How to make your asymmetric multiprocessor design OS and CPU independent

How to make your asymmetric multiprocessor design OS and CPU independent
By Francis St. Amant , Embedded.com
45: 22 2005 (12:42 PM)
URL: http://www.embedded.com/showArticle.jhtml?articleID=175007215

Even as semiconductor companies tend toward multiprocessing solutions in many network, embedded consumer and mobile designs, the RTOSes and development tools are still rushing to catch up with the shift.

Most multiprocessing-capable operating systems support one type of processor at a time and are often limited to symmetric multiprocessing (SMP). While SMP provides a relatively straightforward path from single processing, it can only be used for homogeneous configurations with shared resources.

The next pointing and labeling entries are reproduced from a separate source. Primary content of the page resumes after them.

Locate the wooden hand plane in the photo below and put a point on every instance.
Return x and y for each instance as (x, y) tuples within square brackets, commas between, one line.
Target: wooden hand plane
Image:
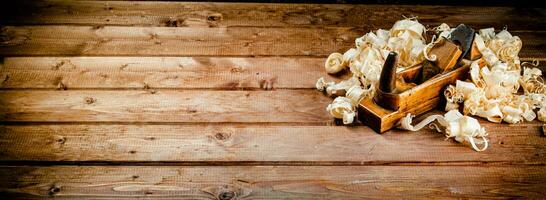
[(419, 88)]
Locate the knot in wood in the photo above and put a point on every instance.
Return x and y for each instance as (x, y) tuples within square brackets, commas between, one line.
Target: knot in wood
[(222, 136), (226, 195)]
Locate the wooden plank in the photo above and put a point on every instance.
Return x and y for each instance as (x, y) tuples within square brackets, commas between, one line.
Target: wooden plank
[(229, 73), (184, 14), (259, 144), (161, 72), (167, 41), (283, 106), (272, 182), (195, 41)]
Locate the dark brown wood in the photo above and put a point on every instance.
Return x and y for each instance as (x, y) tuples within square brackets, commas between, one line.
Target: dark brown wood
[(199, 123), (273, 182), (189, 14), (188, 106), (385, 109), (220, 73), (387, 80), (259, 144), (197, 41)]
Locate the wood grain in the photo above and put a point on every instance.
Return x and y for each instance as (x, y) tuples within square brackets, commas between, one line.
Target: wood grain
[(226, 73), (273, 182), (196, 41), (290, 106), (186, 14), (230, 73), (264, 144), (168, 41)]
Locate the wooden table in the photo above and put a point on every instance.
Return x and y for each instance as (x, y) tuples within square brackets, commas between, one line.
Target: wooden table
[(217, 100)]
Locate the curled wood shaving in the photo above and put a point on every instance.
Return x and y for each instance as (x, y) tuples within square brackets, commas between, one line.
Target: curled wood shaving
[(342, 108), (367, 58), (495, 80), (334, 63), (461, 128)]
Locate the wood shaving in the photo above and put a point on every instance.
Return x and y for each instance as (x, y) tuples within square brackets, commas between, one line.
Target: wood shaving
[(334, 63), (455, 125), (492, 91), (342, 108), (366, 60)]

But most embedded applications are at least partially asymmetric in nature. And asymmetric multiprocessor (AMP) systems require multiple instantiations of the same or different operating systems running on different cores.

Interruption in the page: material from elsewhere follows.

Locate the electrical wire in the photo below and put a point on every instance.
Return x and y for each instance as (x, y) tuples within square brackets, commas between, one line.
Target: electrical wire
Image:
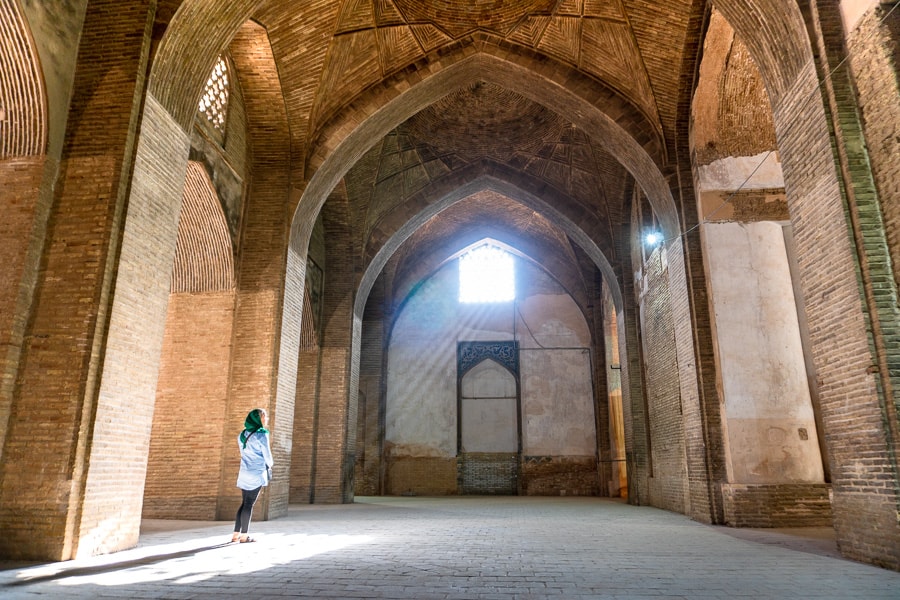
[(812, 93)]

In a system with different OSes or a heterogeneous multicore system, implementing a common middleware structure to manage communications between the processors comes down to bridging between the different OSes and/or processor types.

Many of the first generation multiprocessor designs currently in consumer embedded systems, fortunately, are not complicated and it has been possible to incorporate simple, often hand-coded, communications mechanisms to synchronize operation. But such designs will not scale well and are not portable to the next generation of three, four, six and eight core configurations that are emerging.

What is needed is a way to organize all the system software modules necessary for inter-core communications into a framework transparent to the operating system or platform (hardware and logical).

Achieving multicore communications transparency
Communications transparency provided at the application level, however, through the use of an InterProcessor Communications Framework (IPCF) using messages to shield the application from the hardware, will allow a systems designer to bridge different processor types running different OSes as well as support multiple APIs, using plug ins to adapt to different development environments.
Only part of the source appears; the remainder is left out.